Who do you find an inspirational woman and why?


“Malorie Blackman. MB is a fantastic black British author that has inspired me since childhood. Her books broach uncomfortable subjects such as race and class and makes all of them accessible to all kinds of children and adults alike. The stories she tells are timeless and they will absolutely influence generations to come. She always seems to act graciously and unapologetically.”

“My sister has been the biggest impact in my life. She’s always been a hard working, determined and bossy individual [nothing like me], but because of this, and of the 10 year age gap, she has unknowingly shaped a lot of my life. For example, since I was seven I had just assumed everyone goes to University, so it was always my plan to do the same. Funnily enough, I ended up going to the same one that she did. In later years she introduced me to the media industry through various work-experiences, which evidently I have again followed. Even today I am learning from her. It’s great to have someone so close to home to guide you through the right paths. One day I hope to make a name for myself like she has! Weird as it is to say, my sister is my hero.”

“Emily Davidson of course, who died for our right to vote.”

“My Auntie Herta wasn’t related to me but I still called her Auntie. She moved over to the UK in her 20s to escape Germany during the second World War, leaving behind her entire family and everyone she loved. She began working as a carer for my Great-Grandad and became best friends with my Grandma as they were a similar age. She became like a second mum to my dad, then like a third grandparent to me. She was hilarious, cheeky and the most caring person I’ve ever met. Also she made the best apple crumble.”

“My mother- she worked hard to get to where she is in her career whilst raising three children incredibly well.”

“Florence Welch – the coolest woman in music!!”

“My Mum. She constantly has a positive outlook on life and creates happiness and laughter wherever she goes, no matter what she is faced with.”

“Within the working world – Mary Portas.”
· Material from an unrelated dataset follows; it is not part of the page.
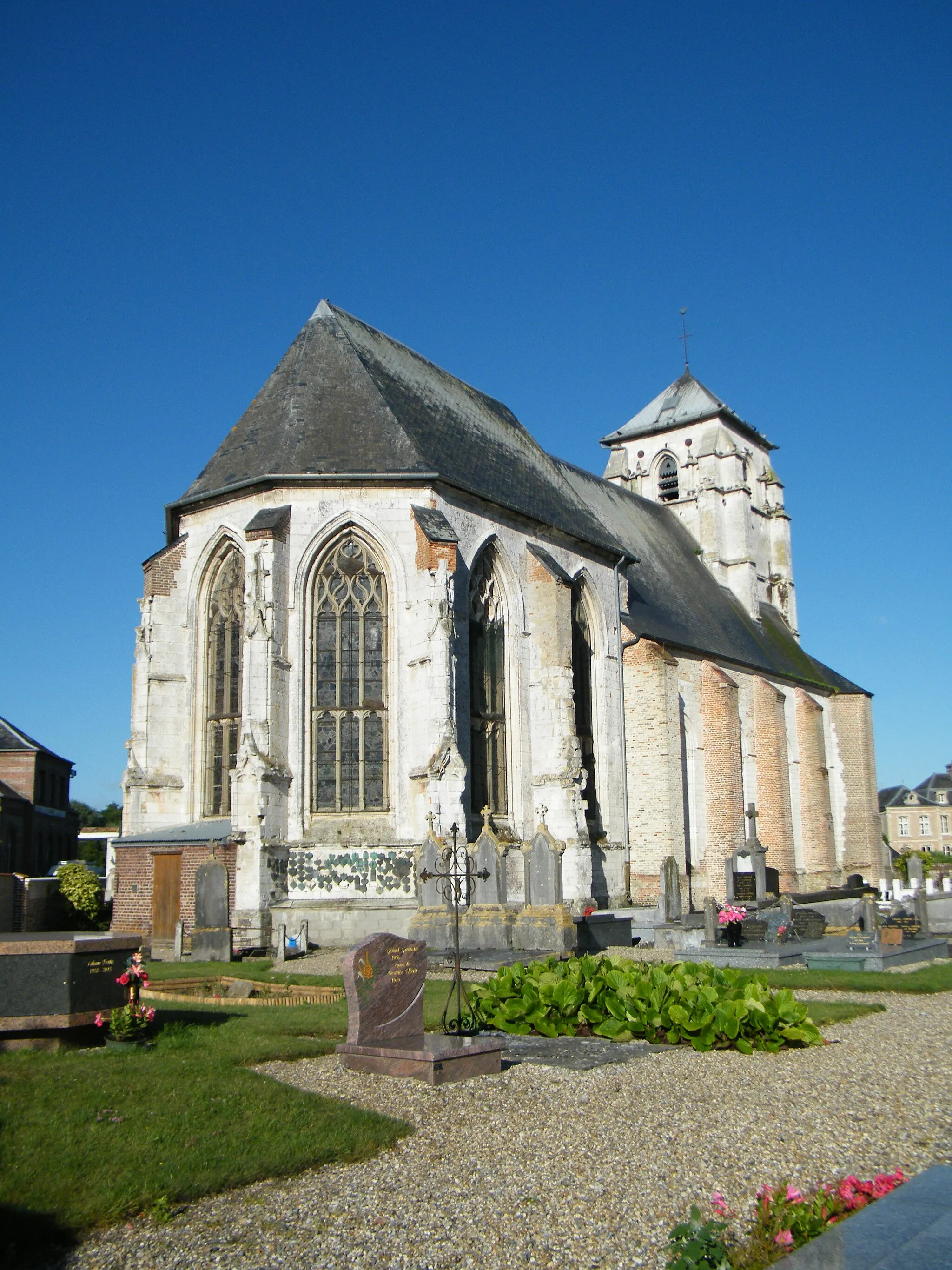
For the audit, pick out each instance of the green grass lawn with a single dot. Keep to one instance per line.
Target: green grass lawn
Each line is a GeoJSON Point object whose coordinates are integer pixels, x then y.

“Edith Cavell – A famous example of a woman of extraordinary moral conviction, a nurse in Belgium during the 1st World War who treated combatants of both sides, and was eventually shot under German military law for aiding the escape and repatriation of Allied soldiers. Her words from the night before her execution are inscribed on the memorial statue at Trafalgar Square” “Patriotism is not enough. I must have no hatred or bitterness towards anyone.””

“Joni Mitchell – In her own words a woman of heart and mind, she is perhaps the most gifted songwriter and musician of her generation, proudly independent in spirit, her mercurial nature repeatedly baffled record company executives in seeking greater and more diverse ways to express her muse, sometimes leaving even fans puzzling over her direction. Partly to compensate for the polio she suffered as a teenager she developed more than 40 different guitar tunings which add extraordinary textures to her earlier work, before heading towards ever more complex musical settings and rarified jazz collaborators. Again and again she has kicked against the (mostly) men who sought to limit what she could achieve in life and music, while producing many paintings which grace the walls of serious collectors. She is an glorious example of what can be achieved by a woman of spirit and talent, a wonderful inspiration to all women, and perhaps a few men…”
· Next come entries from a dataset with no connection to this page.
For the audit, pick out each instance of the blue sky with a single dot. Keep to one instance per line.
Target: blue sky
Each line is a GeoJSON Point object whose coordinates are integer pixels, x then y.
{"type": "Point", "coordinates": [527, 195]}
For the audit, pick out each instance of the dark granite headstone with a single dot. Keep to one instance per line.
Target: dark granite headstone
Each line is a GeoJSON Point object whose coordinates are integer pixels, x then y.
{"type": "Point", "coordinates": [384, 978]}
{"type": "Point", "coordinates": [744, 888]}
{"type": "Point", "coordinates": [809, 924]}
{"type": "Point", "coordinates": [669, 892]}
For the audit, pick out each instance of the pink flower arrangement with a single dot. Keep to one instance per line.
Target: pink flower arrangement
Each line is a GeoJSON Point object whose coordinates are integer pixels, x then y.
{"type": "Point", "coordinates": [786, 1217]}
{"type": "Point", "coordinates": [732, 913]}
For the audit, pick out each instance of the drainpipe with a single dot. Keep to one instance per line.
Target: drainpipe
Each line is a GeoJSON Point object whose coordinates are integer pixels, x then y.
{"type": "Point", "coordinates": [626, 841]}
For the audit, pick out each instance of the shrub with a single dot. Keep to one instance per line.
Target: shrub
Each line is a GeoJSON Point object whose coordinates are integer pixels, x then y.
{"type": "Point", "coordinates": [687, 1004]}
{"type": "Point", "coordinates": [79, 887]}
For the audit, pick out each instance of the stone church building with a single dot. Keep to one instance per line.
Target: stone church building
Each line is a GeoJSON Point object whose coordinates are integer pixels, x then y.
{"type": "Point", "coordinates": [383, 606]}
What advice would you give or have you been given regarding the working environment for women?


“Life can be a bed of roses. Watch out for pricks.”

“Be yourself and always try to have a positive attitude and mindset. Remember that you can only try your best.”

“Stop apologising for something you don’t need to apologise for.”

“Believe in yourself. Don’t be afraid to be passionate, or feel emotion towards something. It’s often seen as a weakness in the workplace but in reality it’s our greatest strength.”

“Don’t be afraid to speak out – we often believe it’s easier not to say when we’ve been mistreated and I have felt like ‘I don’t want to make a fuss’. But having people who tell you to call it out is the motivation you need sometimes.”

“Ask for help/other opinions as much as you can. Take advice from people and try to listen to everyone with a non-biased mindset. Sounds clichéd, but when you become more open to listening, your perspective changes and you get more out of it!”

“If they assume something stereotypical about you, prove them wrong or show them why it makes you better than them.”

“Speak up when you face casual objectification.”

“Be yourself, be brave and make your own decisions and opinions.”

“You don’t always have to grin and bear it.”

“If you’ve achieved something and you’re proud of it, tell others about it. Don’t be shy when it comes to singing your own praises.”

“Admit to your mistakes and try to learn from them. Oldest one in the book but rings true. Something very freeing about being able to admit when you’re wrong and learning to do better. On the flip side of this, acknowledging when you’ve done well and being able to stand up for yourself when you know you’re in the right.”